Оказывается, здесь живут тюлени. Если стать вот как мы, сбоку за утесом, то можно увидеть, как они выплывают на волю, нежатся на солнце, играют, плещутся — целый выводок.
Припекает. Лодка слегка поколыхивается в том определенно-безбрежном дыхании, что есть жизнь моря. По лицу о. Пинуфрия, из-под защиты ладони вглядывающегося в берег, слабо текут золотисто-водяные блики. Мы ждем. Не полдень ли это Великого Пана [64], не подстережем ли тут вместо сонных тюленей скованную, в полудреме томящуюся Афродиту-Морфо?

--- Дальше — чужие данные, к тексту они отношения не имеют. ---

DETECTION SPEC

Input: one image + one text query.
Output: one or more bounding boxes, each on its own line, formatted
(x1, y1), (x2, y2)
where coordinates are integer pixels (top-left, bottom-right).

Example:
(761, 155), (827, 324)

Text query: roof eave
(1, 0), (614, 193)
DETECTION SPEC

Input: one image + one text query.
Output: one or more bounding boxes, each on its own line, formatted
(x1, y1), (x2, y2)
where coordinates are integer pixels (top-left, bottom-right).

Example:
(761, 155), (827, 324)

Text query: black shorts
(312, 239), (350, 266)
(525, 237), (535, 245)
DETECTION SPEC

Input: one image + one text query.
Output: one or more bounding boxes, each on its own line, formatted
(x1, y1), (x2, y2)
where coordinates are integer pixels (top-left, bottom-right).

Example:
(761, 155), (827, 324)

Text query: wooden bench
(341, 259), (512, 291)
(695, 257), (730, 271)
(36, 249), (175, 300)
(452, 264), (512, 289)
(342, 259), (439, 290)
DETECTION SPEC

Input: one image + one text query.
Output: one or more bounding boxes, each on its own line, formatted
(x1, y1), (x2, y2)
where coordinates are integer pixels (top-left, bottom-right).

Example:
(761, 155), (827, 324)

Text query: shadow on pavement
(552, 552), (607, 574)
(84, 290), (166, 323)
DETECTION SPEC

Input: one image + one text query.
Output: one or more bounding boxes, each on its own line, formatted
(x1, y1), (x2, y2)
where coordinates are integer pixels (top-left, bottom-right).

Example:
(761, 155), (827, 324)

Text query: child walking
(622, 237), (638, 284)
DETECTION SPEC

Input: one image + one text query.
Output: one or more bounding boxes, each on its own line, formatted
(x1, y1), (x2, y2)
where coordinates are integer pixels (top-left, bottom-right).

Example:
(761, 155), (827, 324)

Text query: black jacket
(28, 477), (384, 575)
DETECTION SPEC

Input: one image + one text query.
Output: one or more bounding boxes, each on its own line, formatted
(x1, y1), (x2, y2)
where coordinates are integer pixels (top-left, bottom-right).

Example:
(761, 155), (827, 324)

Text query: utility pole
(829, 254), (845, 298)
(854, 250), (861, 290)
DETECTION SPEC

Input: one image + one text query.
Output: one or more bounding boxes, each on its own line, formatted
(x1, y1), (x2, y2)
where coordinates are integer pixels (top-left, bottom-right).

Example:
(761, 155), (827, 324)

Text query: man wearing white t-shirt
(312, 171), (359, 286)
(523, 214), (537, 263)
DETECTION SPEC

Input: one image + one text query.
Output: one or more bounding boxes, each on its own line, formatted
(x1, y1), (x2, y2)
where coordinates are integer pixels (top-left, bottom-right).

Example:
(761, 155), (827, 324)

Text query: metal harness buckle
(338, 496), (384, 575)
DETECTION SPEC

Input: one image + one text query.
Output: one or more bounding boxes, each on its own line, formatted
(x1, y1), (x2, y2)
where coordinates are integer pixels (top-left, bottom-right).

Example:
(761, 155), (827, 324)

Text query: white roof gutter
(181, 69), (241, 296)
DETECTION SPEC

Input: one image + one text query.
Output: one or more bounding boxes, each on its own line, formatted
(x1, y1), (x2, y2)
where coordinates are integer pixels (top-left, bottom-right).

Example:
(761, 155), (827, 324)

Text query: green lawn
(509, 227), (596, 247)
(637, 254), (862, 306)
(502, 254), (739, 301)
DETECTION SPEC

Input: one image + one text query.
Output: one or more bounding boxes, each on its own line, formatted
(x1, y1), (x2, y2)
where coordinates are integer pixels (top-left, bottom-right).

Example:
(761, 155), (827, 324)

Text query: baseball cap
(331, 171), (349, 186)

Внезапно легкая тень наплывает, одевает своим полусумраком, ломаясь, быстро взбегает по скалам. Афродиты-Морфо не было. Не увидали мы и тюленей — стало быть, поленились они в жару заявляться пред иностранцем. Подняв головы, зато увидали орла афонского. Плавно протек он над нами на крылах твердых, неподвижных.

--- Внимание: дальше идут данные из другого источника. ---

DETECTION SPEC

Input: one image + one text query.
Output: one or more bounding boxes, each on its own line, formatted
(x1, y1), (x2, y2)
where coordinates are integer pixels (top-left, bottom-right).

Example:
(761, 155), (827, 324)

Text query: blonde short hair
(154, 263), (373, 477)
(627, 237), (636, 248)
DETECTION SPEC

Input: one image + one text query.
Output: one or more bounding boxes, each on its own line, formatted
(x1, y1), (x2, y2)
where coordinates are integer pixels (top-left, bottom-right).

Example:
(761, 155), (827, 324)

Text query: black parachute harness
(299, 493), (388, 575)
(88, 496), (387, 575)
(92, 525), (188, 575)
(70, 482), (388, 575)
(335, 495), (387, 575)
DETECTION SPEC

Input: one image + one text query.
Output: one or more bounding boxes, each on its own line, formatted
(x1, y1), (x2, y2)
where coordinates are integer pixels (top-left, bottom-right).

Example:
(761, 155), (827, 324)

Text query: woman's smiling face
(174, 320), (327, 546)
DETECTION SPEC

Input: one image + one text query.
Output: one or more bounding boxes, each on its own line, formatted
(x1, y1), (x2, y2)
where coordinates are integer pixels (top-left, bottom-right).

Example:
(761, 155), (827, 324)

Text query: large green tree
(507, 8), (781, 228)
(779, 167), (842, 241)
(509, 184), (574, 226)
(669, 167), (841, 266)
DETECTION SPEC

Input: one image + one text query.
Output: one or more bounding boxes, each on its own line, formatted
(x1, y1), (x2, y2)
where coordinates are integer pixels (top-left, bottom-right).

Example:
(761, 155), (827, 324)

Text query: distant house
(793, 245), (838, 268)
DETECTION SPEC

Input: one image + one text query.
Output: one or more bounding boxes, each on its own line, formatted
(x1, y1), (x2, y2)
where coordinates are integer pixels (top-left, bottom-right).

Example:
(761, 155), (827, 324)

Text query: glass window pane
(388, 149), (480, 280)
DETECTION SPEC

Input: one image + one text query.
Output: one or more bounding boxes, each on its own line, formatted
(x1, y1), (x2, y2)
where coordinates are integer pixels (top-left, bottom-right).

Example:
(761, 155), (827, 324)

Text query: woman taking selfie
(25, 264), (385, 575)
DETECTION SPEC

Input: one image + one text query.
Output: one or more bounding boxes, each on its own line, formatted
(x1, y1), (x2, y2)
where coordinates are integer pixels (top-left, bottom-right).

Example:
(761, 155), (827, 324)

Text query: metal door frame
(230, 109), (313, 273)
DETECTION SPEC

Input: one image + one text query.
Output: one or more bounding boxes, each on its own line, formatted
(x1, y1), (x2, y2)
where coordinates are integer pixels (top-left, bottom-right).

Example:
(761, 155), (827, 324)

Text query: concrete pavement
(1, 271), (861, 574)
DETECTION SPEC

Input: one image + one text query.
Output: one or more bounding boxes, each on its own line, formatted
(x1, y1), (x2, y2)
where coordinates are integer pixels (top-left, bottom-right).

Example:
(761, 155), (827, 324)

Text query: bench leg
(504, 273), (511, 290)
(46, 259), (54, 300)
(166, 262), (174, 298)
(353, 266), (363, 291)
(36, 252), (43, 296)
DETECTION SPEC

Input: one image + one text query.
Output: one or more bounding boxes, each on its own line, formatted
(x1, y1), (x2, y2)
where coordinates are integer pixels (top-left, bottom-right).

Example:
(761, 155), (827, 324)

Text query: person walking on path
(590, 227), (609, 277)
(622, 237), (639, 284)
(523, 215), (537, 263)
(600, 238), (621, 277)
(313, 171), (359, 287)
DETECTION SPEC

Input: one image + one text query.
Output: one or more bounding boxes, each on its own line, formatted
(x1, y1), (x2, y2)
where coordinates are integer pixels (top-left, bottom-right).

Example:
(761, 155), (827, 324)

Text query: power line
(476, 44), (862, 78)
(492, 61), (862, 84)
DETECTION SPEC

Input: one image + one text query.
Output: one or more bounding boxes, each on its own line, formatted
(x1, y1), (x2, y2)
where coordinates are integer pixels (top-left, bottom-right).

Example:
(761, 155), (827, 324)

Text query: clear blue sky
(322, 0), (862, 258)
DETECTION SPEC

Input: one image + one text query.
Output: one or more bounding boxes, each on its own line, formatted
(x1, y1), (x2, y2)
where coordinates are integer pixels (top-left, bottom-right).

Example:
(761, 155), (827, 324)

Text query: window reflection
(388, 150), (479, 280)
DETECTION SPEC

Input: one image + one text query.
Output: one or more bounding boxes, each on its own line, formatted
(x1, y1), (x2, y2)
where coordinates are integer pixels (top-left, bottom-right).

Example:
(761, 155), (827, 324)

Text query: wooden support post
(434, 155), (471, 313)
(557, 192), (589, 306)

Ватопед[65]открылся в глубине овального, довольно правильного залива. Невысокие, мягкие холмы окружают его, есть нечто приветливое покойное в этом как бы «итальянизирующем» пейзаже. Сам монастырь — сложная мозаика пестрых зданий, башен, стен, зубцов, врат. У воды пристань, лодки, даже рыбачий поселок. На недвижной в заливе лодочке прочно расположился монах с рыболовной снастью. О. Пинуфрий сообщил мне, что это один из правителей монастыря — большой любитель рыбной ловли.
Ватопед после Лавры — важнейшая обитель Афона. Богатством он Лавре вряд ли уступит, древностью также. Его разграбление сарацинами в IX столетии уже исторический факт.
Это очень культурный и ученый монастырь. В XVIII веке при нем была даже Духовная Академия, основанная виднейшим богословом того времени. К сожалению, Академия эта просуществовала недолго. Дух ее был признан слишком новаторским, и ее закрыли.[66] Затем, в Ватопеде лучшая на Афоне библиотека.[67] Монахи считаются самыми образованными, более других изысканны и утонченны, даже изящней одеваются. Монастырь гораздо чище и благоустроеннее других. В Ватопеде есть — и это внушает даже некоторый трепет русским — электрическое освещение! Но вот черта, за которую ватопедцев на Афоне осуждают: монастырь принял новый стиль. Это вовсе не в духе Афона. Вопрос о стиле здесь стоит остро — Вселенский Патриарх ввел его в Греческой Церкви, но Афон есть Афон, за ним вековая давность и вековая традиция — Патриарху он не подчинился и живет по-старому. [68]
— Лучше умрем, — говорили мне русские монахи, — а нового стиля не примем. Нынче стиль, а завтра латинство появится.
Когда в великолепной, чистой и тихой зале с бесшумным ковром во всю комнату, светлыми окнами и балконом на синий залив, охваченный холмами, мы дожидались приема, что-то среднее мне показалось между Ассизи и гостиницею в Неаполе.
Мы провели в Ватопеде очень приятный, несколько «итальянский» и ренессансный день. Конечно, как и в Лавре, посетили собор, прикладывались к многочисленным ватопедским святыням, слушали литургию, но из всех осмотров этого монастыря ярче всего осталось в памяти: библиотека, а в самой библиотеке такая «светская», но замечательная вещь, как Птолемеевы географические карты (если не ошибаюсь, XI века).
Лавра св. Афанасия одно время отпала в «латинство» (при Михаиле Палеологе) [69]. Ватопед, напротив, претерпел даже мученичество: за нежелание принять унию игумен Евфимий был утоплен, а двенадцать иеромонахов повешено [70]. В Лавре предание указывает кладбище монахов-отступников. — Ватопед мог бы показать могилы своих исповедников в борьбе с Западом. И все-таки Лавра — монастырь густо-восточный, Ватопед же несет легкий налет Запада. Даже легенды связывают его с Западом.
Основан он будто бы на месте, где под кустом нашли выброшенного в кораблекрушении царевича Аркадия, будущего императора (брата Гонория), который плыл из Рима в Константинополь и здесь был застигнут бурей (V-й век).